I know a lot of this was to do with my MUCH later diagnosis of BPD and all the other wonderful problems I’ve picked up along the way, but I think a lot of it, was to do with the worlds view of people who are different.
Yes, I’ve upgraded from Britain to the World because honestly, although I think British people are pretty good (or should I say bad?) at putting a brave face on everything, I think everyone has contributed in some way.
We all hide who we really are, what we really feel, think and do when actually, a lot of us NEED to talk about the problems we have inside, a lot of us need people to recognise that we aren’t all “fine thanks” that we aren’t perfect model citizens without a problem in sight, but we actually do need help and support.
Sometime in the past year, I was given a diagnosis on M.E otherwise known as chronic fatigue which is not a fun diagnosis. For those of you who don’t know much about this, It’s a feeling of constant tiredness tied in with plenty other issues and I’m telling you, it’s not something you want to have.
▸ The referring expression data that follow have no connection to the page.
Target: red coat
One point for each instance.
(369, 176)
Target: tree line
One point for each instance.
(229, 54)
For a long time I had never told anyone about the issues I faced, except the odd few I really trusted, but I was starting to try and change my way of thinking. I was trying to make more people aware of at least some of my problems so they could understand if I suddenly had to sit down and rest for a bit.
I mentioned my diagnosis to an acquaintance, and oh boy is he even less of an “acquaintance” now because you know his reaction to when I said “I have been diagnosed with M.E”?
He laughed and said, “Well you can explain that to me on the journey home because I don’t believe that’s a real condition.”
I was stunned. Absolutely completely stunned.
You see, these are the kinds of things people with health issues have to face; these are the reasons so many people don’t share their problems, so many people hide and lie pretending they are fine. We are faced with so many backward thinking people who tell us these illnesses are “all in your head” or tell us we are “just looking for attention.”
The stigma and the misunderstandings around mental and some physical health conditions are beyond ridiculous and they have to stop. We have to stop assuming everyone with depression is just “a lazy downer” and that things like M.E or Fibromyalgia (which I also have by the way) are “all in your head” and “good ways to get out of work” simply because they can’t SEE anything wrong with you.
You see people, the main reason people suffer in silence, the main reason people don’t get help and end of dangerously harming themselves to the point of death, is because there are people still out there with obnoxious attitudes who refuse to accept that some illnesses are invisible and that by having these you automatically become weak.
So, what do you say we kick them to the curb and get everyone to know, exactly what these illnesses are, so that in the future, little kids will feel confident to talk to an adult about how they are feeling, rather than suffering in silence for years, trying desperately to make everyone happy.